Publié le 31 janvier 2012 par Donquichotte

Charlotte Delbo

« Auschwitz et après »

 TOME III « Mesure de nos jours »

Je me rappelle la conclusion du premier tome des livres de Charlotte Delbo « Auschwitz et après »… « Aucun de nous n’aurait dû revenir » 

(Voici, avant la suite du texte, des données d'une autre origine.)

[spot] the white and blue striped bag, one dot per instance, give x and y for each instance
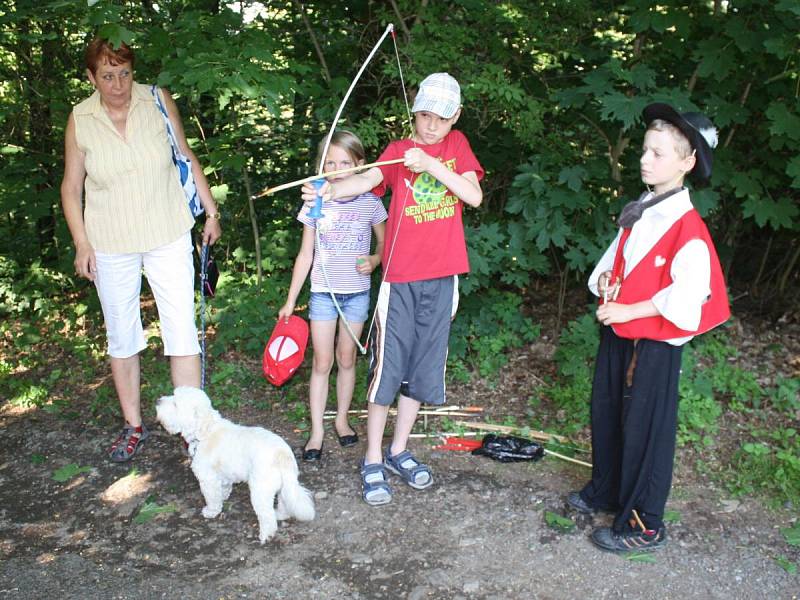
(181, 161)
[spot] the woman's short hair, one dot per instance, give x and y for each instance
(347, 141)
(100, 50)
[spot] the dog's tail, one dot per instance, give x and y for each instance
(297, 500)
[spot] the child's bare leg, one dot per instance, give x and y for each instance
(376, 423)
(322, 337)
(407, 409)
(345, 375)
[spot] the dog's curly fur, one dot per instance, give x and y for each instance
(224, 453)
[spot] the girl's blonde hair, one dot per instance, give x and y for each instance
(347, 141)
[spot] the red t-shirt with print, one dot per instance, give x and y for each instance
(425, 225)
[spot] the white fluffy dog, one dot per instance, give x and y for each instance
(224, 453)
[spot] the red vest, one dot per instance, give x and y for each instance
(652, 274)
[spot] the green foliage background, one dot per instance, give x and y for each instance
(553, 92)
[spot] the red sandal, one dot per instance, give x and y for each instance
(129, 442)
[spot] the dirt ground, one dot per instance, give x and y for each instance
(479, 532)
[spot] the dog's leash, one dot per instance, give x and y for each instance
(203, 277)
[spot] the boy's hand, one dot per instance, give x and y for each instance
(367, 264)
(605, 288)
(309, 192)
(613, 312)
(418, 161)
(286, 311)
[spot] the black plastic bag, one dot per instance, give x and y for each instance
(508, 448)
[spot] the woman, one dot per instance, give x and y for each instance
(135, 217)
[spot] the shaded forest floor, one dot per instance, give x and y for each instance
(482, 531)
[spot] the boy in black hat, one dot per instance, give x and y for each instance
(660, 284)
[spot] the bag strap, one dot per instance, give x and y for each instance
(165, 115)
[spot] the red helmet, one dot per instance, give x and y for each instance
(285, 349)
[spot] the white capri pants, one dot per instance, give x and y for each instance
(170, 272)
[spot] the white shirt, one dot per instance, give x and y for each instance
(680, 302)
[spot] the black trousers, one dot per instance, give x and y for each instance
(634, 420)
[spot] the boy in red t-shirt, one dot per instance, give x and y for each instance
(660, 284)
(424, 254)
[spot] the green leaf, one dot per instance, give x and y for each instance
(573, 177)
(150, 509)
(792, 535)
(788, 6)
(220, 192)
(645, 557)
(69, 471)
(777, 213)
(784, 121)
(618, 106)
(116, 34)
(556, 521)
(793, 170)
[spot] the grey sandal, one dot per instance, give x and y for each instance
(415, 474)
(374, 488)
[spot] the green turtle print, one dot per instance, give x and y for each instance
(427, 189)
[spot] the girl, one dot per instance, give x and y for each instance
(343, 252)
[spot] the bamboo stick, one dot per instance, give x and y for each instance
(291, 184)
(568, 458)
(470, 409)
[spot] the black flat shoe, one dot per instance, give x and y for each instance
(347, 440)
(312, 454)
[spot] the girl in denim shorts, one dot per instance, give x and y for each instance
(338, 257)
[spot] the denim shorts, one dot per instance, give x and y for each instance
(355, 307)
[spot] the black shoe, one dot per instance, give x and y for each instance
(347, 440)
(629, 541)
(576, 501)
(312, 454)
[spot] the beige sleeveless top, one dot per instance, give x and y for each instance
(134, 200)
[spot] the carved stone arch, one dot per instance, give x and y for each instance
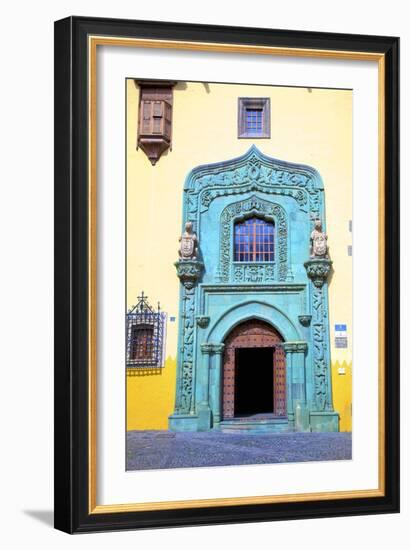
(253, 309)
(241, 210)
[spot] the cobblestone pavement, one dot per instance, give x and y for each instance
(151, 450)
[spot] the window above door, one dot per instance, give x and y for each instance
(253, 117)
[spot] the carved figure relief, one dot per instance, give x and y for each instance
(250, 273)
(188, 249)
(318, 242)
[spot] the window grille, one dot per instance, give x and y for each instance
(254, 121)
(253, 117)
(145, 335)
(254, 241)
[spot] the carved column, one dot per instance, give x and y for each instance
(189, 272)
(296, 373)
(216, 381)
(318, 270)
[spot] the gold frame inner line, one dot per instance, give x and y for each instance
(93, 43)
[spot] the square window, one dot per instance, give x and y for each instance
(253, 117)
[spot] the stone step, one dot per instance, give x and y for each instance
(242, 425)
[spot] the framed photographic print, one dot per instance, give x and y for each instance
(227, 281)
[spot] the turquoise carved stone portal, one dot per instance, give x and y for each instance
(289, 292)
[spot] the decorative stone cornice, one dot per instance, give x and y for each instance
(318, 270)
(295, 347)
(189, 271)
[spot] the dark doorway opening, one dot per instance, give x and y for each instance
(253, 381)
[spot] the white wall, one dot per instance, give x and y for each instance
(26, 269)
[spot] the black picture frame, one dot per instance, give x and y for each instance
(72, 422)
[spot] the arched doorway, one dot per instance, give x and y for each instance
(254, 372)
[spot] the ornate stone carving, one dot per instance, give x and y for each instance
(318, 242)
(295, 347)
(252, 172)
(206, 348)
(318, 270)
(251, 273)
(248, 273)
(188, 249)
(202, 321)
(189, 271)
(187, 350)
(305, 320)
(218, 348)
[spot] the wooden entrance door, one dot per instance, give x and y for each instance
(254, 334)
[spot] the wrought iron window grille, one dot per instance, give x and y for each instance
(145, 329)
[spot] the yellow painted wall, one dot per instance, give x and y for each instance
(150, 396)
(308, 126)
(342, 393)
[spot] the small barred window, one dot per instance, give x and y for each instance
(145, 335)
(254, 241)
(253, 117)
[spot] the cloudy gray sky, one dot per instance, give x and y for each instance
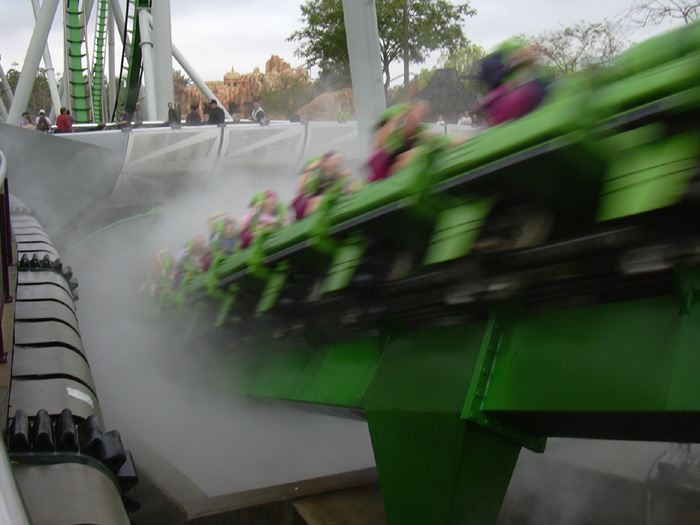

…alors que je me demandais un peu si cette conclusion n’était pas trop forte. J’entends, je devinais mais n’osais le croire vraiment, je le croyais mais ne pouvais le ressentir comme vrai, je le pensais mais cette pensée heurtait ma conscience. Je viens de lire le tome III et je sais que je savais. Oui, elles n’auraient peut-être pas dû revenir, toutes, et elles l’expriment à leur façon ; elles se racontent à Charlotte dans ce dernier tome - 25 ans après leur sortie des camps de la mort.

Je me rappelle aussi ce qu’elles se racontaient, à la veille de leur délivrance des camps, - c’est dans le tome II - on venait de leur annoncer qu’elles partiraient vers la Suède ; elles avaient même reçu un petit paquet de la Croix Rouge, des bricoles, des cigarettes, du chocolat, biscuits, corned-beef,…

« - Quelle est la première chose que tu demanderas, toi, quand tu seras libre ?

- À manger. Un poulet à moi toute seule. Un poulet rôti, bien cuit, avec les os qui se détachent…

- Moi, je voudrais un bon chocolat bien sucré, bien épais, et une tartine de beurre…

- Moi, je crois que je commencerais par un bain chaud, parfumé aux sels de lavande…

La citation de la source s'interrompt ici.